The story of Oxford University Press spans five centuries of printing and publishing. Beginning with the first presses set up in Oxford in the fifteenth century and the later establishment of a university printing house, it leads through the publication of bibles, scholarly works, and the Oxford English Dictionary, to a twentieth-century expansion that created the largest university press in the world, playing a part in research, education, and language learning in
more than 50 countries. With access to extensive archives, The History of OUP traces the impact of long-term changes in printing technology and the business of publishing. It also considers the effects of wider trends in education, reading, and scholarship, in international trade and the spreading
influence of the English language, and in cultural and social history - both in Oxford and through its presence around the world.
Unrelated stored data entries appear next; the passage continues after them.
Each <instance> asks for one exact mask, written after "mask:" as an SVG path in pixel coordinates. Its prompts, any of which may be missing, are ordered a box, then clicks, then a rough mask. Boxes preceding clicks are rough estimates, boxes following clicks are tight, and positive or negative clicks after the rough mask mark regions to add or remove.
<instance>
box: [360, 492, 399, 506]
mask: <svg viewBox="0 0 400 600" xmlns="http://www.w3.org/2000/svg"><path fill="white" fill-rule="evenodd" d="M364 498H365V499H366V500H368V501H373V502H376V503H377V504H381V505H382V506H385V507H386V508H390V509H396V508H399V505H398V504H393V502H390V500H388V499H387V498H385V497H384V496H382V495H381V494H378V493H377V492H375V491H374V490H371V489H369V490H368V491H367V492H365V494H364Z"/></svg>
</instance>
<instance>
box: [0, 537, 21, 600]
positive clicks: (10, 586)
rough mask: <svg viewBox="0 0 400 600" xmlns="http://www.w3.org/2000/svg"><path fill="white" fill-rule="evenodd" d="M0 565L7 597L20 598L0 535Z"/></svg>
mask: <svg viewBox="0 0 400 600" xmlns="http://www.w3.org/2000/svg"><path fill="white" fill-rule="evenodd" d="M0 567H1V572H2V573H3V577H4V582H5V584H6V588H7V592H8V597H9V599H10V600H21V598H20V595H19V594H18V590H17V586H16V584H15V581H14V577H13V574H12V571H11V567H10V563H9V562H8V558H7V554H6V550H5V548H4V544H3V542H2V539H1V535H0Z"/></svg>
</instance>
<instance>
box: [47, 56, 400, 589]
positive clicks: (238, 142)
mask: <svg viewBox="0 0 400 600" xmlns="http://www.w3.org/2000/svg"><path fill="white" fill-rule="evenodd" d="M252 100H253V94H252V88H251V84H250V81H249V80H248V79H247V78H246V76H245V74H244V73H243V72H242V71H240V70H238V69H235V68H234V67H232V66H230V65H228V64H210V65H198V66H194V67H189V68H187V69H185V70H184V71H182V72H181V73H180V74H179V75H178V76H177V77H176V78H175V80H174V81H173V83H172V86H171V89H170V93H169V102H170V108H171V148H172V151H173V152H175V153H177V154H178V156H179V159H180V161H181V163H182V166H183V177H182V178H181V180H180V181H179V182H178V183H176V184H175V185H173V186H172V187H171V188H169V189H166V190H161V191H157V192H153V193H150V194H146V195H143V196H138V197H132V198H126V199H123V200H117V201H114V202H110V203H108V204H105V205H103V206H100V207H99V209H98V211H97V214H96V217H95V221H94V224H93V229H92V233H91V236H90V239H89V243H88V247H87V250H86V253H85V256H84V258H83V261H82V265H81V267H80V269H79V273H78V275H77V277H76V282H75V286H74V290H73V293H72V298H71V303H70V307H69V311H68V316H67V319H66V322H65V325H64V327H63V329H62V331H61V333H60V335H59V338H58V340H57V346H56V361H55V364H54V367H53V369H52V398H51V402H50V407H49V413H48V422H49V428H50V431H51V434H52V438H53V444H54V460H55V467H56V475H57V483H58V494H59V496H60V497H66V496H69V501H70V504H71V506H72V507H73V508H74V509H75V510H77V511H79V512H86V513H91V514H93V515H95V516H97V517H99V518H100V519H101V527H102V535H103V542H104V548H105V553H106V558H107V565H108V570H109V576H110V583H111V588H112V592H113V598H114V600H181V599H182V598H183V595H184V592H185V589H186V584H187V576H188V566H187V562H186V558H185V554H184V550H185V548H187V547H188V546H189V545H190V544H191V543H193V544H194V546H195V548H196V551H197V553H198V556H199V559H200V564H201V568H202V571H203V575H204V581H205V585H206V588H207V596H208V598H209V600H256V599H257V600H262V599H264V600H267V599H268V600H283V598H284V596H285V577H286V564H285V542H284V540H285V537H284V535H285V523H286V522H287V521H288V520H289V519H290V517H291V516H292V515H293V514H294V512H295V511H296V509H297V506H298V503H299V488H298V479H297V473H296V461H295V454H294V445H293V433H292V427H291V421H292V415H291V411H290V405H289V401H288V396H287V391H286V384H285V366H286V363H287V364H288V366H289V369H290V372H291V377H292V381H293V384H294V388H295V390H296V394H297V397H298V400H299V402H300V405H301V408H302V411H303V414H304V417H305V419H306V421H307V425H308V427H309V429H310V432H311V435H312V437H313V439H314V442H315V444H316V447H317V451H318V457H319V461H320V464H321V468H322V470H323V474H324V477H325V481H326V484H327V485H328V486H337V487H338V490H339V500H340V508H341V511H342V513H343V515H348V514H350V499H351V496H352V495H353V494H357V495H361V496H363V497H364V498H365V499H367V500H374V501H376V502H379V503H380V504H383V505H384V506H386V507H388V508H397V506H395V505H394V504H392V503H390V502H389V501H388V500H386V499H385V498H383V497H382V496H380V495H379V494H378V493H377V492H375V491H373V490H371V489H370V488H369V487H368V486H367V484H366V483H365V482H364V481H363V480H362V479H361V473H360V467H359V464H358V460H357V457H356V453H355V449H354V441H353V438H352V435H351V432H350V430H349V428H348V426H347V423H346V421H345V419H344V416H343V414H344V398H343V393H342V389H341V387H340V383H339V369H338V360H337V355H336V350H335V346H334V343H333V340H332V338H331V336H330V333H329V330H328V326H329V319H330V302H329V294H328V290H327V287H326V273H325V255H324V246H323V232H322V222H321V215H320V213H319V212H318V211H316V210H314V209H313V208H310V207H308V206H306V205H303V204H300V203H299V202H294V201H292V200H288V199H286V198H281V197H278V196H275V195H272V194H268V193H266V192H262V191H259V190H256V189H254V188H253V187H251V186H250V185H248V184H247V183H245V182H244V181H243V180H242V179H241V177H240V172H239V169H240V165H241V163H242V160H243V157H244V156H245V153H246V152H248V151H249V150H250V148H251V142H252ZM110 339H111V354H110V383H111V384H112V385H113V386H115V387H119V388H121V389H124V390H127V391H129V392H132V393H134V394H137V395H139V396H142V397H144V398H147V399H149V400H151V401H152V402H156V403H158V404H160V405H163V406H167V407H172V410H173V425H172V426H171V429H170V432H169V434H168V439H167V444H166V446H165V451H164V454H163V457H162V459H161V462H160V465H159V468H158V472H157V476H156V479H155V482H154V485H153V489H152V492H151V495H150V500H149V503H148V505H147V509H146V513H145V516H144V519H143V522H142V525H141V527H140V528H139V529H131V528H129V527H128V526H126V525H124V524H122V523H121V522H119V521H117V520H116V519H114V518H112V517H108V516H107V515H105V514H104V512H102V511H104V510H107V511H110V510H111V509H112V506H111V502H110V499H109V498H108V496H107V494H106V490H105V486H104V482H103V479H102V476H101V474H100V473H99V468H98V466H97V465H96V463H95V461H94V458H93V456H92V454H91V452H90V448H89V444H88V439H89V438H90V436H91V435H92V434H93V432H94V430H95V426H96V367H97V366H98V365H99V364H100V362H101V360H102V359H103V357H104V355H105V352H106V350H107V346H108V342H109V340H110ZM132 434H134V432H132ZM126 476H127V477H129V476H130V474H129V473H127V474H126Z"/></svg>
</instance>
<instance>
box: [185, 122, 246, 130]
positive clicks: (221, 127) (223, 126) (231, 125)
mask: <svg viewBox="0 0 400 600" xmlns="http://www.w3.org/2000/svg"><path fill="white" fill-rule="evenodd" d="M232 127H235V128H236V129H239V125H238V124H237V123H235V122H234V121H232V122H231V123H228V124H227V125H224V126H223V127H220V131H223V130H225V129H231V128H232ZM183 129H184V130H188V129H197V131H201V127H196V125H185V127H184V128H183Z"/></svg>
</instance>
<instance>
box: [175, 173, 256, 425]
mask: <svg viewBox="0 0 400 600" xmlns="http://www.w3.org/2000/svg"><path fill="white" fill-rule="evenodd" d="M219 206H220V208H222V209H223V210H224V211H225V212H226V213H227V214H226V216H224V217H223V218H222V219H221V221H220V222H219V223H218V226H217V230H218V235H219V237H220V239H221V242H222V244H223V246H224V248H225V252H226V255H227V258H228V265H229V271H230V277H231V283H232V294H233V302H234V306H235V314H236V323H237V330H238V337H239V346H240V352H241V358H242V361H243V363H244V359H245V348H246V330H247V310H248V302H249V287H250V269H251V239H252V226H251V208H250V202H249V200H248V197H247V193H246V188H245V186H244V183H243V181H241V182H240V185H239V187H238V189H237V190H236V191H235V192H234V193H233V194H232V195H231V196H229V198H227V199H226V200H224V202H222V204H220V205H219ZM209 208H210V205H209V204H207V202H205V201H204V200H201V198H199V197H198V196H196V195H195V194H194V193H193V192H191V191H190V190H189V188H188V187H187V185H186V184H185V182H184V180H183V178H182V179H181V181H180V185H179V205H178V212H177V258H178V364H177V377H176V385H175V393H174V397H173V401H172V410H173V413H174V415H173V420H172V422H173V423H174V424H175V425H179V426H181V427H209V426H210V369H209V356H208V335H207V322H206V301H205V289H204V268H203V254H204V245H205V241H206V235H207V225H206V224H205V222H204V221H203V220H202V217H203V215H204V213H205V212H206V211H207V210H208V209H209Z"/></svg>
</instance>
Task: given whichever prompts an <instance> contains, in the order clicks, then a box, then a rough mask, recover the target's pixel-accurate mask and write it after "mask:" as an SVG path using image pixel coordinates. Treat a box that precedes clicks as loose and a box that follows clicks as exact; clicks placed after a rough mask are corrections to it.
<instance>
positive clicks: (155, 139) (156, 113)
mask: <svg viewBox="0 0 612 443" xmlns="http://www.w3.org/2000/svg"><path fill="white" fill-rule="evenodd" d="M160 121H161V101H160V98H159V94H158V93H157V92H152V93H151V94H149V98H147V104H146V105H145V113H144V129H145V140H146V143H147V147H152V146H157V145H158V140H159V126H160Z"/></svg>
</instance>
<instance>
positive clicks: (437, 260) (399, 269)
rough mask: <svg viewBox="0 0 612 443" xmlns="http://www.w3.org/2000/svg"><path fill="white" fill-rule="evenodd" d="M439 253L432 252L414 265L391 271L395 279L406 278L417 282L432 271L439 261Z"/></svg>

Ian Gadd is Professor of English Literature at Bath Spa University. He is a General Editor of the Cambridge Works of Jonathan Swift. Simon Eliot is Professor of the History of the Book in the Institute of English Studies, School of Advanced Study, University of London. He directs the MA in the History of the Book, and the London Rare Books School. He is a visiting professor of book history at the Open University, where he set up the Reading Experience Database (RED), and at the University of Reading. He has published on quantitative book history, publishing history, the history of reading, the history of lighting, and library history. He has co-edited The Blackwell Companion to the History of the Book and Literary Cultures and the Material Book. He is General Editor of the new multi-volume History of Oxford University Press. Wm. Roger Louis (D.Litt., Oxford), CBE, FBA, is Kerr Professor at the University of Texas and Honorary Fellow of St Antony's College, Oxford. A Past President of the American Historical Association, he is Editor-in-Chief of the Oxford History of the British Empire. His books include Ends of British Imperialism (2006).